Он это понимал, но только грустно улыбался- он уже ощущал петлю, которая медленно затягивалась на его шее.

Потом все стало хуже и хуже. Появились наркотики, которые поставляли ему добрые врачи-шестидесятники.

Двойная жизнь всегда постепенно убивает, если ты только не вступил в партию раньше.  Если бы он вступил, то зоркие товарищи,  проводящие партийные собрания как проклятые, с утра до поздней ночи, не позволили бы ему пропускать их и втянуться в болото порока.

Незнакомец не раз помогал ему, но нельзя быть рядом всегда.

 В тот последний день он молча умирал в больнице. Рядом суетился прикормленный врач, пытаясь облегчить уход.

В комнату бесшумно вошел высокий человек с портфелем под мышкой, в шляпе и с венецианской маской на лице. Ошалевший доктор  попятился и вышел в коридор. Кто-то плотно прикрыл дверь.

Незнакомец достал из бокового кармана футляр, оттуда флейту и тихо заиграл. От дивной музыке поэту стало легче. Он нашел в себе силы приподняться и попросил незнакомца о последнем желании- чтобы тот снял маску.

 Человек с клювом аккуратно положил флейту в футляр, убрал футляр в боковой карман и на минуту задумался.  Затем снял шляпу, взял пальцами маску за нос и быстро стянул, порвав резинку.

Перед несчастным сидел Михаил Андреевич Суслов.

Поэт дернулся от неожиданности, весь выгнулся и душа его отлетела. Михаил Андреевич закрыл ему глаза, поцеловал в лоб, одел маску, шляпу и тихо вышел, прикрыв за собою дверь.

И вот вам философский вопрос- хороши ли  стихи Поэта? Конечно хороши!
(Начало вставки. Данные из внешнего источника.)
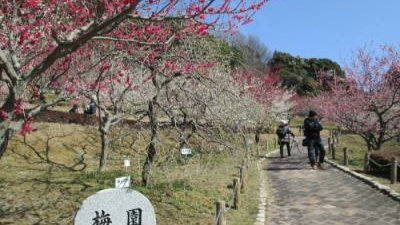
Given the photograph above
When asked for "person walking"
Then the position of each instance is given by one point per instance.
(312, 129)
(283, 132)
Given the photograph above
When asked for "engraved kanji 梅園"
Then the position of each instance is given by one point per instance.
(134, 216)
(102, 219)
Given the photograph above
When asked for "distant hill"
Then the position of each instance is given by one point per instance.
(301, 74)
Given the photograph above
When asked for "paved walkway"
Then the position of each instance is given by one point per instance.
(300, 196)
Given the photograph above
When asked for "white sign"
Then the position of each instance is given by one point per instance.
(127, 163)
(122, 182)
(186, 151)
(116, 207)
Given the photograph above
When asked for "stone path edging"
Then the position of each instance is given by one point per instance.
(260, 220)
(385, 189)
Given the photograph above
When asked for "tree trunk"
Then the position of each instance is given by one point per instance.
(5, 135)
(152, 147)
(105, 141)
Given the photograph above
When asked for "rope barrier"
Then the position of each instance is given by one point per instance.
(380, 165)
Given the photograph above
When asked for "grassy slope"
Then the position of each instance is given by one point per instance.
(183, 190)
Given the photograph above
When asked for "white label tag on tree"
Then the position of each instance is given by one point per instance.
(186, 151)
(122, 182)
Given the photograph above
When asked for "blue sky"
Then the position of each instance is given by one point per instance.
(326, 28)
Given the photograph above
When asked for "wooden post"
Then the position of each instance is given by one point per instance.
(333, 148)
(236, 194)
(219, 214)
(393, 173)
(345, 157)
(329, 145)
(366, 162)
(241, 178)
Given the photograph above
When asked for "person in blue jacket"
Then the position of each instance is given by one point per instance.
(312, 129)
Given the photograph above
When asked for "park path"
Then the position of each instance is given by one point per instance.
(298, 195)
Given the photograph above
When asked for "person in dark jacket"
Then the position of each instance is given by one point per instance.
(312, 129)
(283, 132)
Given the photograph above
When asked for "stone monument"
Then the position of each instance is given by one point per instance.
(116, 206)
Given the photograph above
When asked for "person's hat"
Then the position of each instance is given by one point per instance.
(312, 113)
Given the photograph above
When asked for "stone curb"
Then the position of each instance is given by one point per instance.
(385, 189)
(260, 220)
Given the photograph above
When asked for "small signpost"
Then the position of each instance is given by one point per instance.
(186, 151)
(116, 206)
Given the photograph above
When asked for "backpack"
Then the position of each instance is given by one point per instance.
(281, 132)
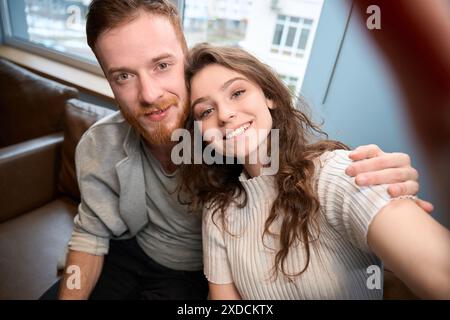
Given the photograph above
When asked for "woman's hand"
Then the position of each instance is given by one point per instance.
(372, 166)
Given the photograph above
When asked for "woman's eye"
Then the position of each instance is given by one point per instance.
(163, 66)
(123, 76)
(237, 94)
(205, 113)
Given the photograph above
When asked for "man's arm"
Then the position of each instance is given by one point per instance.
(372, 166)
(414, 246)
(84, 265)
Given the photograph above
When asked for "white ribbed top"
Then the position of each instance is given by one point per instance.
(339, 259)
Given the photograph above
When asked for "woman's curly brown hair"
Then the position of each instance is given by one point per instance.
(218, 185)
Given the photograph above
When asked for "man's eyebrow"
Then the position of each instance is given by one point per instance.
(153, 61)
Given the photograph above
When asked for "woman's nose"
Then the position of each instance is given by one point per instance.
(225, 114)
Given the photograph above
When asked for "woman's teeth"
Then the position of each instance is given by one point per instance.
(238, 131)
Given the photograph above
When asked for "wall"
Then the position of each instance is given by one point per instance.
(352, 89)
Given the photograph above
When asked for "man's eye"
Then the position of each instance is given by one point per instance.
(123, 77)
(237, 94)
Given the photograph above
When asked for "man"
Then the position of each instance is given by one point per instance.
(126, 176)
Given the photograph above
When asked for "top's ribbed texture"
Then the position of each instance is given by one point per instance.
(339, 259)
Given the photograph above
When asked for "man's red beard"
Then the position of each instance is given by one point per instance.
(160, 134)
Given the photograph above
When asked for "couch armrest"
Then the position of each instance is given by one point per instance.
(28, 174)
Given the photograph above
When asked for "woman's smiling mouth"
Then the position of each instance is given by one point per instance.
(236, 132)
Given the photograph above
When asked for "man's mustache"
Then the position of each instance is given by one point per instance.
(161, 105)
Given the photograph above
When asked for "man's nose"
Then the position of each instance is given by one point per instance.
(149, 91)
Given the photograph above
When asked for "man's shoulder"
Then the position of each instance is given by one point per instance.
(110, 130)
(105, 139)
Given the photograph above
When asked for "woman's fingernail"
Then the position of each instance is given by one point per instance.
(362, 179)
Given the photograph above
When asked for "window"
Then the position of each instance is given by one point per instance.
(291, 82)
(291, 35)
(279, 33)
(53, 27)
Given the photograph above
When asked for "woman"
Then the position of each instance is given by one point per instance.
(306, 231)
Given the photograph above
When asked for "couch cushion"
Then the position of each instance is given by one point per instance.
(78, 118)
(31, 246)
(30, 105)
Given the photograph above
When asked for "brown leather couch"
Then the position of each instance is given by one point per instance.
(41, 122)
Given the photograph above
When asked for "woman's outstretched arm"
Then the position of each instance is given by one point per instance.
(414, 246)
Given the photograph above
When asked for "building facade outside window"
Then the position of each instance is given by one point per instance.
(279, 32)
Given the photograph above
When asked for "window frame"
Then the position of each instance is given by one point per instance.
(287, 24)
(40, 50)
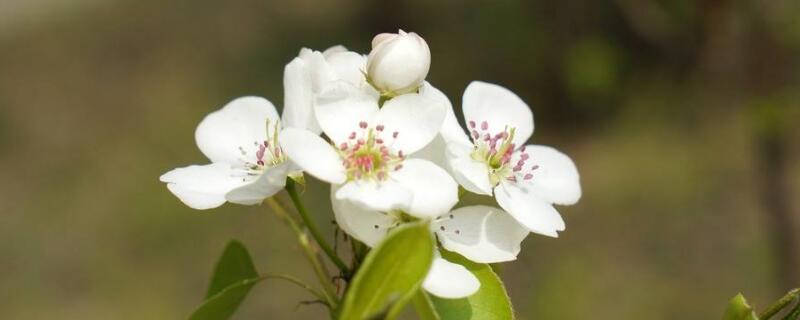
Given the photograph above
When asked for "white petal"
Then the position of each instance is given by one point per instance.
(434, 191)
(365, 225)
(481, 233)
(451, 131)
(434, 152)
(556, 180)
(528, 209)
(322, 74)
(449, 280)
(348, 66)
(313, 154)
(240, 123)
(202, 187)
(298, 111)
(416, 118)
(267, 184)
(499, 107)
(471, 174)
(341, 107)
(382, 196)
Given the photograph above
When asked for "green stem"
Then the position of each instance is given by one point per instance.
(794, 314)
(328, 291)
(424, 306)
(291, 188)
(780, 304)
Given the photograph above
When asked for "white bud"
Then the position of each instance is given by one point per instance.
(398, 63)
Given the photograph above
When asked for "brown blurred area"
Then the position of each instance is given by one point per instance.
(681, 116)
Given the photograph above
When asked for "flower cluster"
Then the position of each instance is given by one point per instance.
(389, 144)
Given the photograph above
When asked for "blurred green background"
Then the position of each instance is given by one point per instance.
(681, 116)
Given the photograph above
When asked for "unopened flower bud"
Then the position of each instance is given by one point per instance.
(398, 63)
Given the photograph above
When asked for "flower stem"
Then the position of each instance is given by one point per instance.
(329, 293)
(780, 304)
(291, 188)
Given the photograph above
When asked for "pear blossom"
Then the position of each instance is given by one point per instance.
(493, 159)
(482, 234)
(247, 163)
(369, 149)
(398, 62)
(309, 73)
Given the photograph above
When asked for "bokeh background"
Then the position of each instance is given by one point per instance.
(681, 116)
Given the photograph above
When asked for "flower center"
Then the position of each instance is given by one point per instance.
(267, 153)
(497, 151)
(366, 155)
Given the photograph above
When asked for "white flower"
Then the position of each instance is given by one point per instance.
(398, 62)
(369, 156)
(526, 180)
(479, 233)
(247, 164)
(309, 74)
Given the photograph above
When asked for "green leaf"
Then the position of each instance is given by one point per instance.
(738, 309)
(424, 305)
(490, 302)
(233, 278)
(391, 274)
(233, 266)
(222, 305)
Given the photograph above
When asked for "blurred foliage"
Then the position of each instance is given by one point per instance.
(660, 103)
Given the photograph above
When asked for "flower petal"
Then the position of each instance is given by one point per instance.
(335, 49)
(365, 225)
(434, 191)
(556, 179)
(239, 124)
(298, 110)
(528, 209)
(499, 107)
(480, 233)
(451, 131)
(321, 72)
(348, 66)
(471, 174)
(202, 186)
(416, 118)
(449, 280)
(269, 183)
(313, 154)
(382, 196)
(341, 107)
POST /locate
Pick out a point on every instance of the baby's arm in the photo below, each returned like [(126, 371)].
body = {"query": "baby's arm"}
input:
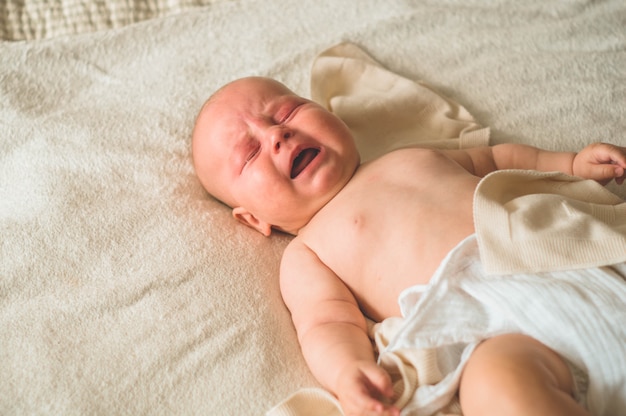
[(333, 333), (599, 161)]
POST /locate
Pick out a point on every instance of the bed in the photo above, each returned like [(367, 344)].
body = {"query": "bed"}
[(124, 287)]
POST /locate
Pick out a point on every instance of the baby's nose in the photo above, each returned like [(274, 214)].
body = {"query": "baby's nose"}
[(279, 137)]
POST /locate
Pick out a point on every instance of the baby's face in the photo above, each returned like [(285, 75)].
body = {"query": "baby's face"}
[(273, 156)]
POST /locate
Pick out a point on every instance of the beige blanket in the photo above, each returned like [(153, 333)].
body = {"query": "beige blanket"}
[(124, 288)]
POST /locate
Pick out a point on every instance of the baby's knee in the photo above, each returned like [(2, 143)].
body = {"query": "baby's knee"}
[(506, 374)]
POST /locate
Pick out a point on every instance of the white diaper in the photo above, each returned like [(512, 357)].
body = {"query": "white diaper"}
[(581, 314)]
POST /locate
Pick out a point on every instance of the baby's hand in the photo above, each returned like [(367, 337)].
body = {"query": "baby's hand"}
[(601, 162), (362, 388)]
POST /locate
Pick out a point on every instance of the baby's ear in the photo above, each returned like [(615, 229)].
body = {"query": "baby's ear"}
[(246, 217)]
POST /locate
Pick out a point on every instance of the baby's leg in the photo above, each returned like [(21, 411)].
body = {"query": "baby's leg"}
[(515, 374)]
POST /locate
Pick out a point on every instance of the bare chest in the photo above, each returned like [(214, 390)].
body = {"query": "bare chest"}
[(384, 234)]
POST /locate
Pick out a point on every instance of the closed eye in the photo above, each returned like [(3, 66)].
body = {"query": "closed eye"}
[(284, 118), (252, 154)]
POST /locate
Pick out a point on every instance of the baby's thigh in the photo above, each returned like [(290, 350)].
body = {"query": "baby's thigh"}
[(509, 373)]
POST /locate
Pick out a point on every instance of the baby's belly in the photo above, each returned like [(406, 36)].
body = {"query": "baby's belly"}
[(391, 267)]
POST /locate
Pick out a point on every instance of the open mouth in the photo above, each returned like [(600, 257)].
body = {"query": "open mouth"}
[(302, 161)]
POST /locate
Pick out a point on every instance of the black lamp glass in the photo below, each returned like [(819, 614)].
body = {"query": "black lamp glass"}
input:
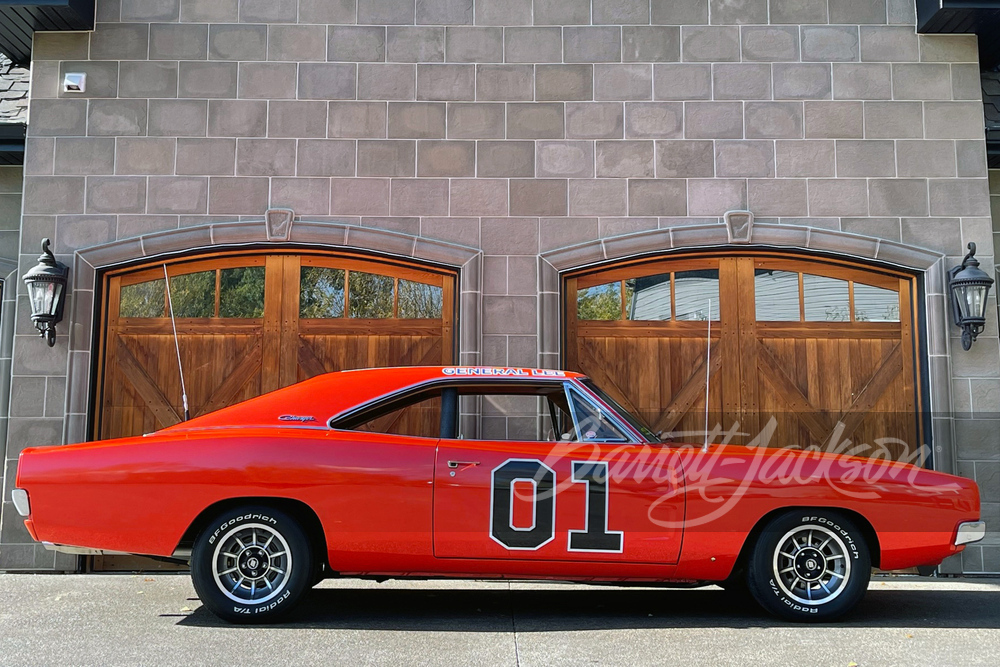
[(46, 283), (969, 286)]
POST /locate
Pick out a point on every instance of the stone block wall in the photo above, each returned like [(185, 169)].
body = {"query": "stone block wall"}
[(514, 127)]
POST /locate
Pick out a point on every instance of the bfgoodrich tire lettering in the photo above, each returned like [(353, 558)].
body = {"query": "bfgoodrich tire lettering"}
[(252, 564), (809, 565)]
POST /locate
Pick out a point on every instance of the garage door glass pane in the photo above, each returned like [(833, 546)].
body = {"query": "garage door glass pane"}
[(776, 295), (874, 304), (826, 299), (419, 301), (321, 292), (193, 294), (143, 299), (370, 295), (648, 297), (241, 292), (600, 302), (693, 290)]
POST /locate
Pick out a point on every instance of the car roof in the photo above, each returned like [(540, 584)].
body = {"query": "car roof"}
[(330, 394)]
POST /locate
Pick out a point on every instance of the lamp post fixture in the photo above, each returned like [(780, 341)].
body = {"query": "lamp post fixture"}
[(969, 286), (46, 284)]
А если это стихи Суслова- так же они хороши или уже нет? Требовали бы сегодняшние либералы назвать улицу именем Суслова вместо Кирова, зная, что это его стихи?
 Вот, то-то!

- Неужели все так и было?- в ужасе пробормотал потрясенный банкир.

- А мне-то откуда знать? Я не видел, я только слушал.- легкомысленно ответил Звягинцев и побежал купаться.